PAKISTAN
In "Talibanized" Pakistan Christians are victims of yet more attacks. In Punjab a group of Muslims attack a Protestant pastor and his pregnant wife, injuring her in the stomach. In the province 250 Christian families have fled their homes, because they reported sexual abuse against women. Christian couple accused of blasphemy in Karachi.
Khanewal (AsiaNews / Agencies) – There are still cases of religious persecution in Pakistan, a large majority Muslim nation where religious minorities are often victims of abuse and violence. In Punjab a group of 14 Muslims attacked a Protestant pastor and his wife who was expecting a baby. In a district of the same province, the Muslim village chief has ordered 250 Christian families to flee their homes because "Christian women and girls have reported repeated sexual abuse." In Sindh province, finally, a couple was indicted for blasphemy and threatened with the death penalty.
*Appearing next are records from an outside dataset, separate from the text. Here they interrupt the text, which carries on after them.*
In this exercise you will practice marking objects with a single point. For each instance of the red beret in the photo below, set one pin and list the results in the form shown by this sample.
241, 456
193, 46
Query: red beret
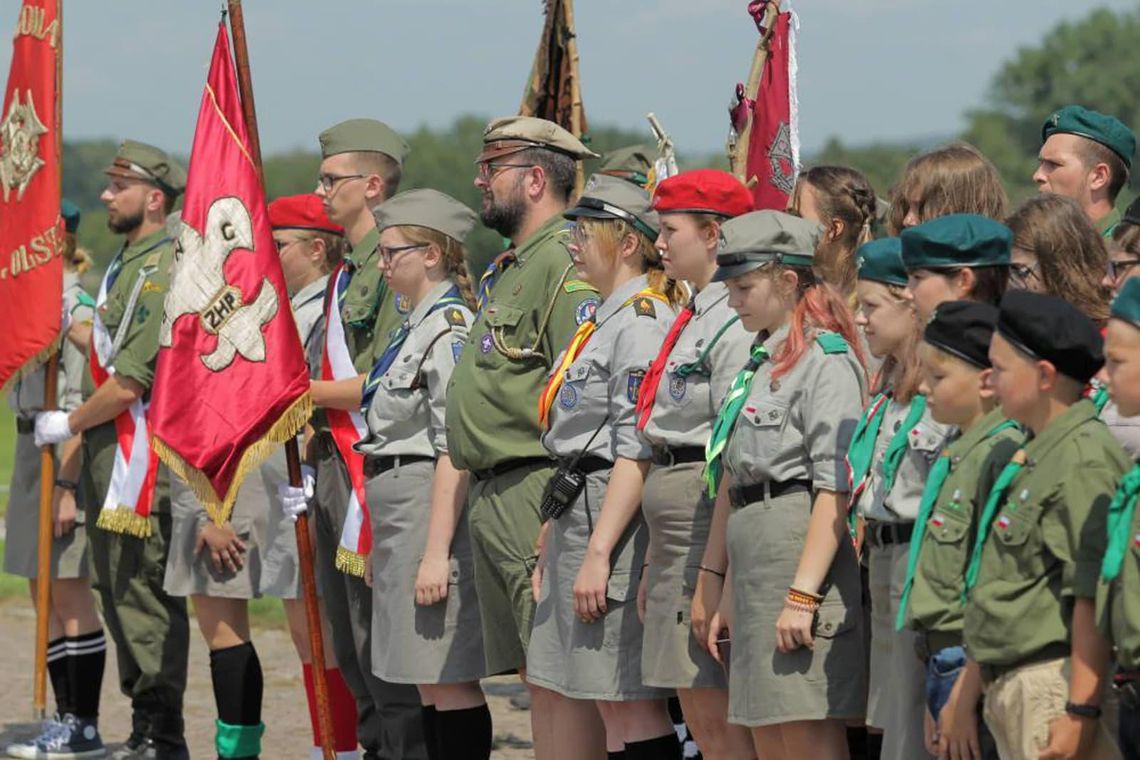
702, 190
301, 212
International Christian Concern (ICC) reports that on 3 June in Sahiwal, Punjab, 14 Muslims attacked a Protestant pastor, his pregnant wife and his brother. At the base of the attack were charges of "evangelizing" against Mumtaz Masih, pastor of the Full Gospel Church of Pakistan and his wife Noreen. Imam Ahmed Maqsood led the punitive expedition, injuring the man's legs, and his wife in the stomach and hand. His brother was assaulted while trying to help his relatives. The couple complained to the police, but the police do not want to open an investigation.
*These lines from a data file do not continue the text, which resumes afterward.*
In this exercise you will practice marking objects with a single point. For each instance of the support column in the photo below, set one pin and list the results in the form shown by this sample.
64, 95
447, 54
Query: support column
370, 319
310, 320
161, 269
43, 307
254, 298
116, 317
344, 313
Jonathan Racho, ICC chief for South Asia, strongly condemns "the violence against pastor Mumtaz and his family." He adds that Pakistani Christians are victims of assault "because they express their faith in Christ", but the faithful want to stay "with vigour" in their homeland "despite the persecution."
In Khanewal district, also in Punjab, the chief of a village with a Muslim majority has ordered 250 Christian families to leave the area because "they are too vigorously denouncing sexual violence by Muslims against women and girls”. Most Christians in the area are labourers on Muslim owned land and the women domestic servants in homes. The abuses were occurring in homes, almost "daily." "Christians - denounce the displaced - are totally at the mercy of the will of Muslims."
Finally in the town of Gulshan-e-Iqbal, a suburb of Karachi (Sindh), two Christians couples must answer charges of blasphemy. A crowd of Muslims ransacked the garbage of the four, saying they had found torn pages of the Koran. The court issued an arrest warrant and the police started searches. The two pairs of Christians have abandoned the rented house and are still at large. Christian sources complain that officials have threatened the family, to reveal the place where the four are hidden. In Pakistan the crime of blasphemy carries life imprisonment or even death.